Les négociations ont apporté des changements, affirme la direction, qui fait la même réponse que pour le logement et la nourriture : « Nous nous situons dans le cadre des conventions collectives espagnoles. Ayant conscience du sacrifice majeur que représente la conciliation entre vie familiale et travail, nous avons conclu un accord pour étendre la couverture de ces frais. »

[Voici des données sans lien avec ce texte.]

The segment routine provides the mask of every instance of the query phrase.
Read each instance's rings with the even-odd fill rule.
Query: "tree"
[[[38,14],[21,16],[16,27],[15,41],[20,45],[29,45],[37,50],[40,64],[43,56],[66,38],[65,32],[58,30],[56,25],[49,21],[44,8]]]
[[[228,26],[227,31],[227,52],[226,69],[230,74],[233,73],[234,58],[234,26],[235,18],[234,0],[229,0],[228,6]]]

Coopération intersyndicale

Vêtu d’un tee-shirt aux couleurs de l’équipe de France de foot, Ionstir raconte : « Criptana emploie à 90 % des Roumains. Je me souviens avoir demandé pourquoi à la direction. On m’a répondu : “On préfère les Roumains, les Espagnols ne veulent pas venir à votre place”_. C’est comme si, dans leur tête, ils se disaient : “Les Roumains, on peut les payer rien du tout, ils sont pauvres de toute façon.” »_

Lorsque la grève a débuté, le 6 juin, la direction a vite paniqué. Les travailleurs racontent que, dès le 9 juin, « les chefs sont arrivés d’Espagne pour se réunir à Amiens » avec les cadres du personnel français. Réunion de crise, à l’heure où le nombre de grévistes venait de passer à treize. « Dans la nuit qui a suivi, à 2 heures du matin, des fourgons de l’entreprise ont débarqué ici, en Seine-et-Marne, dans nos maisons. Ils ont demandé à dix-huit personnes de ramasser leurs affaires, et les ont rapatriées en Espagne. » En apprenant l’évacuation en cours, des travailleurs de plusieurs chantiers ont rejoint par solidarité le noyau du mouvement. Le nombre de vingt grévistes était dès lors atteint.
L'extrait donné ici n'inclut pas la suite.